Highlights & Insights¶
- The finding that "self-consistency and accuracy are orthogonal" is crucial—accurate models do not necessarily provide faithful explanations.
- Reveals a practical contradiction: DPO can improve LIME-based consistency but not LIG-based, indicating that "faithful explanation" is a multi-dimensional concept.
- PSCB serves as a large-scale resource with long-term value for the interpretability community.
Limitations & Future Work¶
- Validated only on multiple-choice QA; applicability to open-ended generation tasks remains unknown.
- LIME and LIG have their own limitations; more advanced attribution methods might yield different conclusions.
- Self-consistency remains a proxy for faithfulness and is not identical to the actual interpretability of the decision process.
- Future work could extend to larger models and more diverse task types.
Related Work & Insights¶
- vs. CC-SHAP: Expanded the evaluation scale from 100 samples to 85K and demonstrated the first improvement method.
- vs. Counterfactual Intervention Methods: Replaced expensive counterfactual testing with attribution vector comparison, significantly reducing costs.

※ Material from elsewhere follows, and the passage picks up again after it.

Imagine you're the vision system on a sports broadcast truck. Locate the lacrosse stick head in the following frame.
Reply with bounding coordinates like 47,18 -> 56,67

- vs. RLHF: Extended preference learning from "human preference" to "attribution consistency preference," representing a new dimension of alignment.
Rating¶
- Novelty: ⭐⭐⭐⭐⭐ Attribution-based DPO optimization is a brand-new direction.
- Experimental Thoroughness: ⭐⭐⭐⭐ Large-scale benchmark, cross-domain generalization, and DPO vs. SFT comparison.
- Writing Quality: ⭐⭐⭐⭐ Rigorous formalization and clear experimental design.
- Value: ⭐⭐⭐⭐⭐ Significant implications for LLM interpretability and Trustworthy AI.